Curtis Cooper, a mathematician and professor at the University of Central Missouri, stands at the Dell desktop where he discovered the largest known prime number. The computer was one of more than 1,000 computers used in the search. (Photo: University of Central Missouri)
The prime number, which is more than 17 million digits long, won't make computers run faster or help scientists develop better rockets. However, searching for the number was an exhilarating journey for Curtis Cooper, a mathematician at the University of Central Missouri.
If this prime number --2 57,885,161 minus 1, or 2 to the power of 57,885,161 minus 1 - was typed out in a standard Times Roman 12-point font, it would span more than 30 miles. It also would fill more than six Bibles.
It is the third prime number discovery he has made, and Cooper said the discovery isn't any less exciting.

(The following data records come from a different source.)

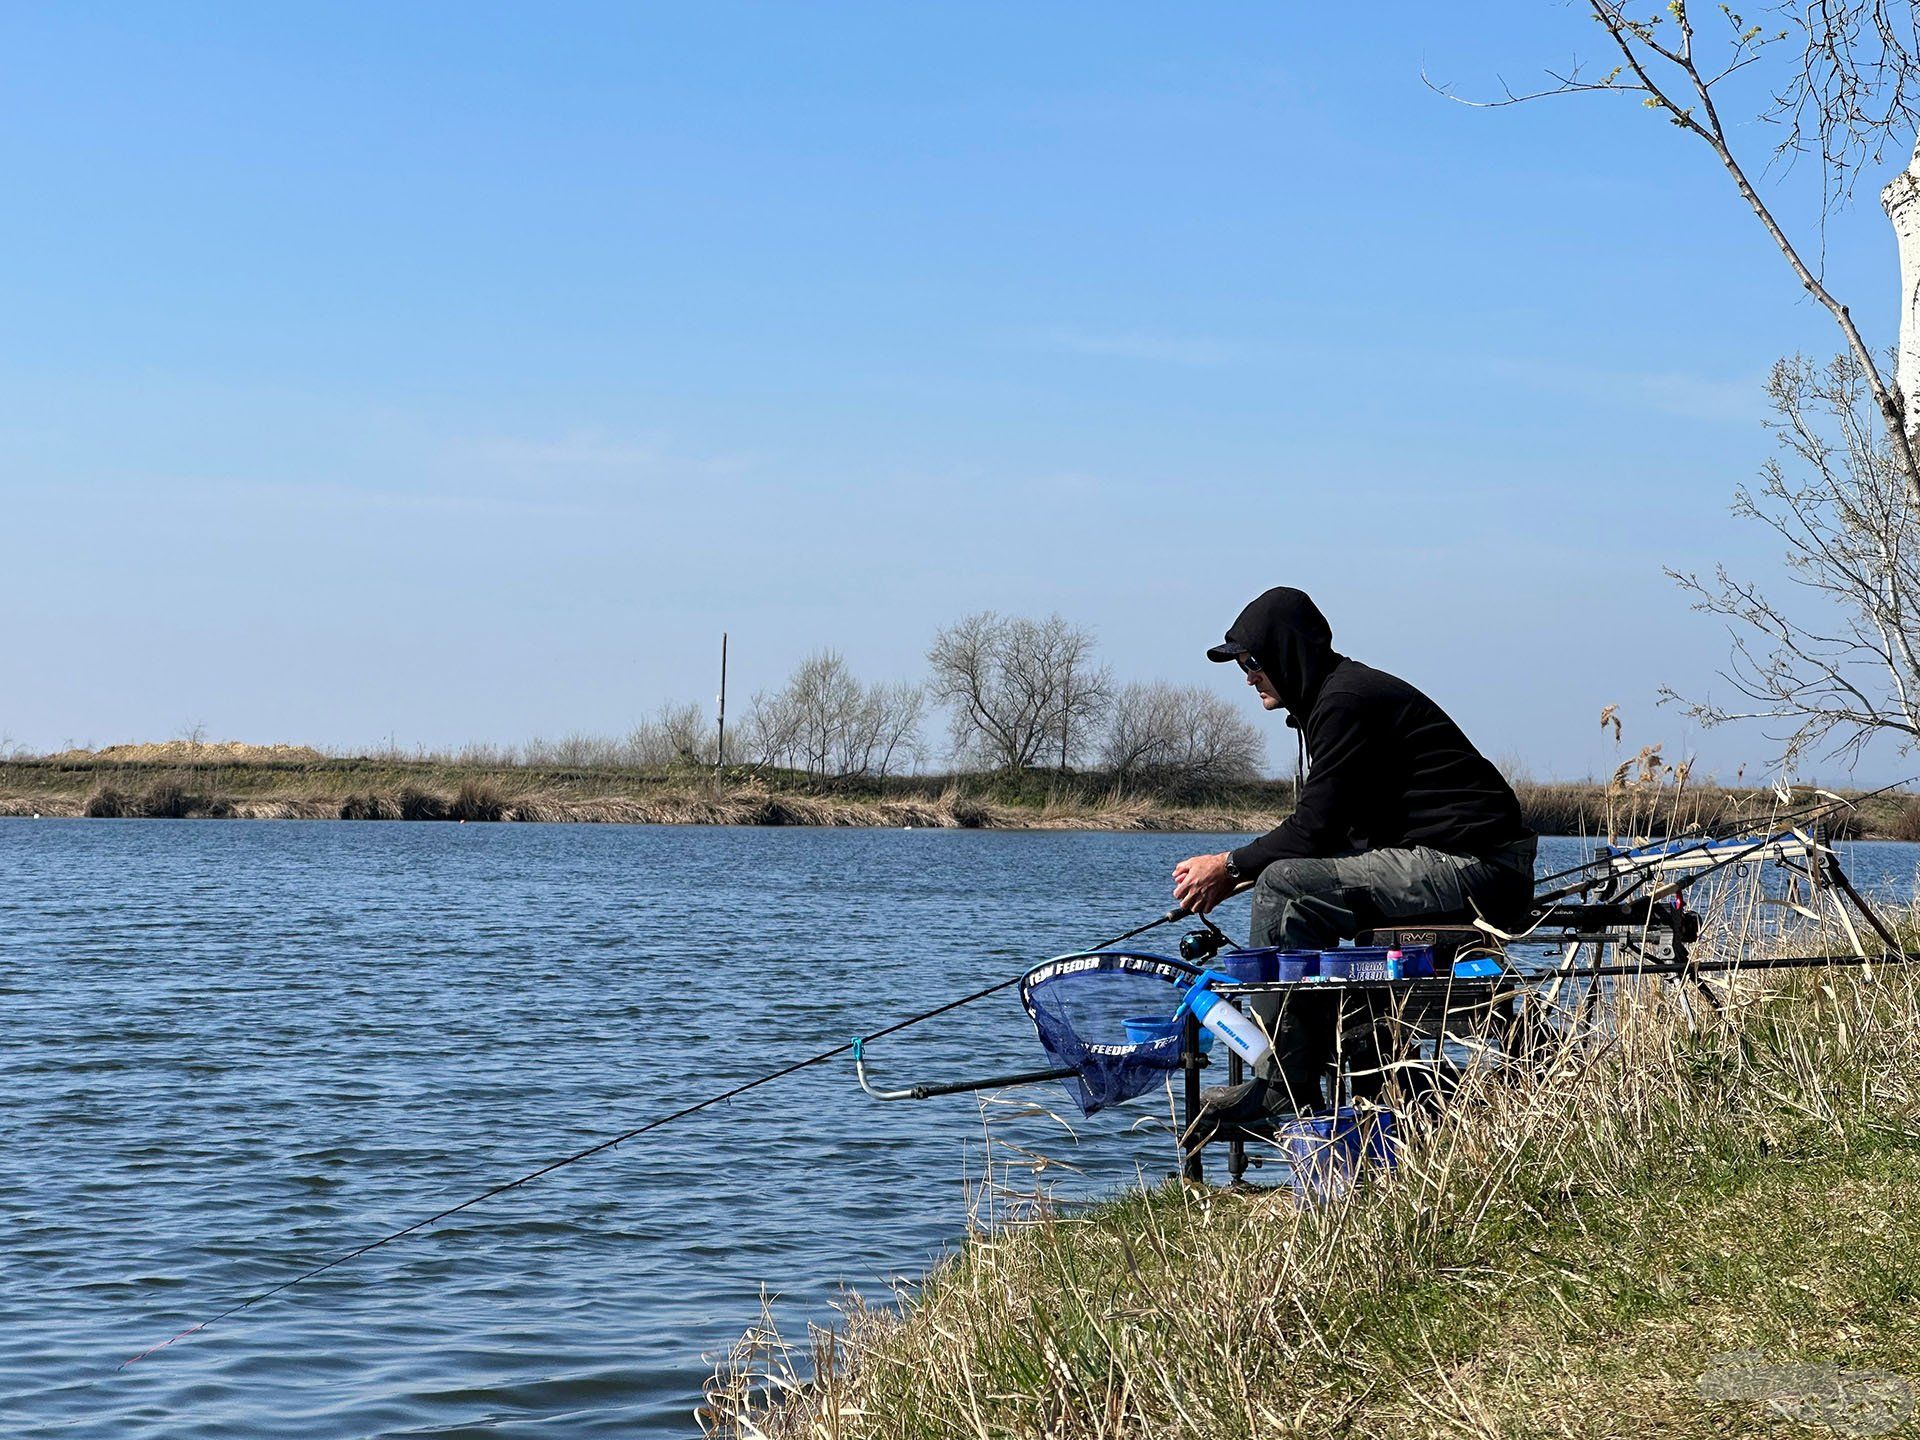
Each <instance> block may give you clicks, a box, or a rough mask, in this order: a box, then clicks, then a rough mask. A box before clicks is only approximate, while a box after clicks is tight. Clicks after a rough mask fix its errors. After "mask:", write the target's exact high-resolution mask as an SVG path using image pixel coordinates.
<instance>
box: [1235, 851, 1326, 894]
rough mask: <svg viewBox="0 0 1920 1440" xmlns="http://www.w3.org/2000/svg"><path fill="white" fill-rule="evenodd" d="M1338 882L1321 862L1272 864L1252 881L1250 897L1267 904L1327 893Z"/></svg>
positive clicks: (1277, 863)
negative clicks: (1310, 895) (1256, 897)
mask: <svg viewBox="0 0 1920 1440" xmlns="http://www.w3.org/2000/svg"><path fill="white" fill-rule="evenodd" d="M1336 883H1338V881H1336V879H1334V874H1332V868H1331V866H1329V864H1327V862H1325V860H1273V862H1271V864H1269V866H1267V868H1265V870H1261V872H1260V879H1258V881H1254V893H1256V895H1265V897H1267V899H1269V900H1290V899H1296V897H1300V895H1313V893H1317V891H1325V889H1331V887H1332V885H1336Z"/></svg>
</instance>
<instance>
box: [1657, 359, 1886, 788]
mask: <svg viewBox="0 0 1920 1440" xmlns="http://www.w3.org/2000/svg"><path fill="white" fill-rule="evenodd" d="M1766 394H1768V399H1770V401H1772V407H1774V415H1776V419H1774V420H1772V422H1770V424H1772V428H1774V430H1776V434H1778V438H1780V445H1782V449H1784V451H1786V453H1788V455H1791V457H1793V461H1795V465H1793V468H1791V470H1789V468H1788V467H1784V465H1782V463H1780V461H1778V459H1774V461H1768V463H1766V467H1764V470H1763V474H1761V488H1759V493H1753V492H1747V490H1741V492H1740V493H1738V495H1736V501H1734V513H1736V515H1741V516H1745V518H1753V520H1759V522H1761V524H1766V526H1768V528H1772V530H1774V534H1778V536H1780V540H1782V541H1784V545H1786V561H1788V574H1789V578H1791V580H1793V582H1795V584H1797V586H1801V588H1803V589H1805V591H1811V593H1812V595H1814V597H1818V599H1820V601H1824V605H1822V607H1820V609H1822V611H1824V612H1826V614H1830V616H1832V624H1824V626H1820V628H1812V626H1809V622H1805V620H1803V618H1801V616H1797V614H1795V612H1793V611H1791V609H1786V607H1782V605H1778V603H1774V601H1772V599H1768V597H1766V595H1764V593H1763V591H1761V589H1759V586H1755V584H1753V582H1747V580H1736V578H1734V576H1730V574H1728V572H1726V566H1720V568H1718V570H1716V572H1715V578H1713V582H1711V584H1707V582H1701V578H1699V576H1693V574H1678V572H1672V570H1670V572H1668V574H1672V576H1674V578H1676V580H1678V582H1680V584H1682V586H1684V588H1686V589H1690V591H1692V593H1693V595H1695V609H1703V611H1709V612H1713V614H1722V616H1728V618H1730V620H1736V622H1738V624H1736V628H1734V660H1732V668H1730V670H1726V672H1722V674H1724V678H1726V680H1728V682H1730V684H1732V685H1734V687H1736V689H1738V691H1740V693H1741V697H1743V699H1745V701H1747V705H1740V707H1724V705H1709V703H1703V701H1697V703H1690V705H1688V712H1690V714H1692V716H1693V718H1695V720H1701V722H1703V724H1709V726H1711V724H1722V722H1726V720H1766V722H1772V732H1770V733H1772V735H1774V739H1778V741H1780V743H1782V753H1784V758H1786V760H1789V762H1791V760H1797V758H1799V756H1801V755H1805V753H1807V751H1811V749H1816V747H1824V745H1826V747H1832V753H1836V755H1843V756H1849V758H1851V756H1853V755H1859V751H1860V747H1862V745H1866V741H1870V739H1872V737H1874V735H1884V733H1893V735H1899V739H1901V743H1907V745H1910V743H1912V741H1914V739H1916V737H1920V655H1916V641H1920V526H1916V513H1914V509H1912V505H1908V501H1907V493H1905V486H1903V484H1901V474H1899V467H1897V465H1895V459H1893V455H1891V449H1889V445H1887V432H1885V428H1884V426H1880V424H1876V419H1874V401H1872V392H1870V390H1868V384H1866V378H1864V376H1862V374H1860V369H1859V365H1855V363H1853V357H1851V355H1839V357H1836V359H1834V361H1830V363H1828V365H1826V367H1814V365H1812V363H1809V361H1805V359H1799V357H1795V359H1789V361H1780V363H1778V365H1774V371H1772V374H1770V376H1768V382H1766ZM1668 693H1670V691H1668ZM1674 699H1678V697H1674Z"/></svg>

He said the feat, for a mathematician, was like climbing Mount Everest, because it was a goal he set out to achieve because he wanted to, not because he needed to.
"We've been working on this for years," Cooper told Computerworld. "We probably finish 50, 60 or 70 numbers per day, and for years we didn't find anything. Then on Jan. 25 we hit the jackpot. It's truly like looking for a needle in a haystack."
The Great Internet Mersenne Prime Search (GIMPS), a 16-year-old project that uses a grid of computers provided by volunteers to find large prime numbers, announced Tuesday that Cooper discovered the 48th known Mersenne prime.
A prime number is a whole number that can be divided only by one and itself. A Mersenne prime number is a class of primes named after Marin Mersenne, a 17th century French monk who studied the rare numbers more than 350 years ago.
Mersenne primes are extremely rare. With this discovery, only 48 are known. Each Mersenne prime is increasingly difficult to find.
Mersenne Primes are 2 raised to the x power, minus 1. For instance, the number 3 is a Mersenne prime number because it can be written as 2 squared, minus one. Number 7 is also a Mersenne prime number because it's 2 cubed, minus one.
To find this new Mersenne prime, Cooper used 1,000 computers on his university campus in Warrensburg, Mo. Each computer checked individual numbers. Dual-core machines could check two numbers at once.
The computer that discovered this 17 million-digit prime is a Dell desktop running an Intel dual-core processor. Sitting in the university's modern language lab, the computer spent 39 days running 57 million calculations to test the number.
In 1997, when Cooper and the university first began searching for Mersenne primes, he only had four computers in the project.